スマートフォンや、スマートウォッチなどのウェアラブルデバイスから情報が入力、発信できることの利点は、リアルタイム性にほかなりません。顧客やユーザーの情報発信がリアルタイム化していくなかで、企業側もその対応が迫られているのです。

ビッグデータの活用

また、ソーシャルメディアとの連携が進むCRMには、ビッグデータへの対応も求められます。モニタリングして得られた膨大なデータは、そのままの状態ではまったく意味がありません。CRMシステムが必要とするデータに加工し、商品開発や販売活動、経営戦略に活かせるようにする必要があるのです。

今後はビッグデータの解析や加工にAI(人工知能)を導入し、より効率的に、リアルタイムに利用できるように進化していくものと思われます。

まとめ

今までは家庭に1〜2台だったパソコンがスマートフォンに置き換わり、インターネットはより身近な存在になりました。
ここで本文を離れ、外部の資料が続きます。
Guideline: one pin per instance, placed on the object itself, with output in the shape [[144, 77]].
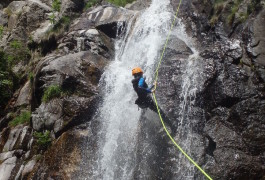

自宅にいなくても、外出先や移動中でもインターネットにつながったままの状況が、ごく普通になりつつあります。そしてソーシャルメディアを通じて、個人と個人、個人と企業を密接なネットワークでつないだのも、スマートフォンだと言えるでしょう。スマートフォンはソーシャルメディアの普及とともに、コミュニケーションの双方向性とリアルタイム性に革命をもたらしました。

CRMは今後もこのようなテクノロジーの変化に対応し、分析力やリアルタイム性を取り入れてさらに進化していくことでしょう。